Team: ITDR
Product: Microsoft 365, Google Workspace
Environment: Huntress Platform
Summary: Learn how Huntress calculates billable and non-billable identities across Microsoft 365 and Google Workspace to keep your costs predictable.
In this Article
Overview
Huntress primarily bills for unique, human-controlled identities. Whether an identity is billable or not, successfully onboarded identities receive active monitoring and protection from the SOC. Under special circumstances, Huntress can exclude student identities from both billing and protection at a partner's request. This methodology makes sure you only pay for active human users while maintaining 24/7 protection across your entire identity ecosystem.
Billing Methodology
Huntress calculates billable identities by reviewing all identities in an onboarded Microsoft 365 or Google Workspace environment and evaluating their billing status based on license and identity mapping data. We bill identities that represent human-controlled users and mark certain identities as Not Billed when they meet exclusion criteria.
Billable Identities
Any unique account assigned to a real person that uses a standard, human-facing license (such as Microsoft 365 Business Premium or Google Workspace Enterprise). If a human operates the account to perform daily work, it is billable.
Non-billable Identities
An identity is marked as Not Billed if it meets this criteria:
It is a linked identity across Microsoft 365 and Google Workspace that maps to the same Huntress email address, or it has a license or account type that Huntress excludes from billing. This typically includes shared mailboxes without an assigned billable license, room or resource mailboxes, unlicensed administrator accounts, device licenses, and specific EDU licenses.
The Huntress SOC actively monitors and protects both account types. You receive comprehensive security coverage across your entire tenant, but you only pay for your actual human footprint.

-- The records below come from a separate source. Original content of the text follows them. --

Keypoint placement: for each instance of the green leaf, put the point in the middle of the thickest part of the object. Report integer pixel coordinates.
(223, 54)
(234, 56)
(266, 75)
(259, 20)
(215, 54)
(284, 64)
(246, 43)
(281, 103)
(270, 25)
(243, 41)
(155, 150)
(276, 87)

Common Billing Classifications
Review this baseline breakdown to see how Huntress classifies common cloud infrastructure accounts:
| Account Type | Billing Status | Security Status |
|---|---|---|
| Standard Employee Account | Billable | Actively Protected |
| Shared Mailbox (Unlicensed) | Non-billable | Actively Protected |
| Shared Mailbox (With Paid License) | Billable | Actively Protected |
| Room or Resource Mailbox | Non-billable | Actively Protected |
| Unlicensed Admin Account | Non-billable | Actively Protected |
| Disabled/Suspended User (With License) | Billable | Actively Protected |
Important
Microsoft 365 offers approximately 800 unique SKUs, which means we might occasionally encounter an unusual license that misaligns with our default logic. You can find a list of our current excluded licenses here. If you identify an account you believe we incorrectly billed, contact your account manager to initiate a SKU review. If you need assistance getting in touch with your account manager, reach out to Huntress Support.
View Your Billable Identity Count
You can view or configure your billable identity counts in the Huntress Platform in three ways:
From the Command Center
- Log in to Huntress and view the Command Center dashboard.
- Locate the Billable Identities tile to see your total count.
From the Identities Page
- Log in to Huntress and click the Identities tab in the left-hand navigation menu.
- Use the filter to select Billable or Not Billed to see the breakdown of users in your environment.
Programmatically via API
Billable licensing counts are available programmatically using the billing reports endpoint in our API. For full setup instructions, review our API Billing Reports documentation.
Frequently Asked Questions
Can Huntress prevent specific users from being protected by Managed ITDR?
No. You cannot selectively exclude specific identities from protection. Identity providers do not selectively exclude identities from their audit logs; therefore, Huntress monitors all identities within an onboarded environment, regardless of their billable status.
Do you bill for shared mailboxes, distribution groups, Microsoft 365 groups, mail-enabled public folders, room mailboxes, or resource mailboxes?
No, for Microsoft 365, as long as they do not have a valid billable license applied. Shared mailboxes with an assigned billable license count as a billable identity.
Do you bill for disabled or suspended users?
Yes. Disabled Microsoft 365 identities and suspended Google Workspace identities are still billed if they retain a valid billable license. For Google Workspace, archived identities are not billed.
Do you bill for unlicensed administrative roles or application service accounts?
No, as long as no valid billable license is assigned. These accounts are still actively protected by our SOC.
Do you bill the same user twice if they exist in both Microsoft 365 and Google Workspace?
No. If the same person exists in both Microsoft 365 and Google Workspace, and both identities are mapped to the same Huntress organization by email address, Huntress bills only one identity for that user. For example, bob@company.co (MSFT) and bob@company.co (GWS) will count as a single billable identity. In order for this de-duplication to occur, the M365 and GWS tenants must be mapped to the same Huntress organization, and the email addresses must be identical.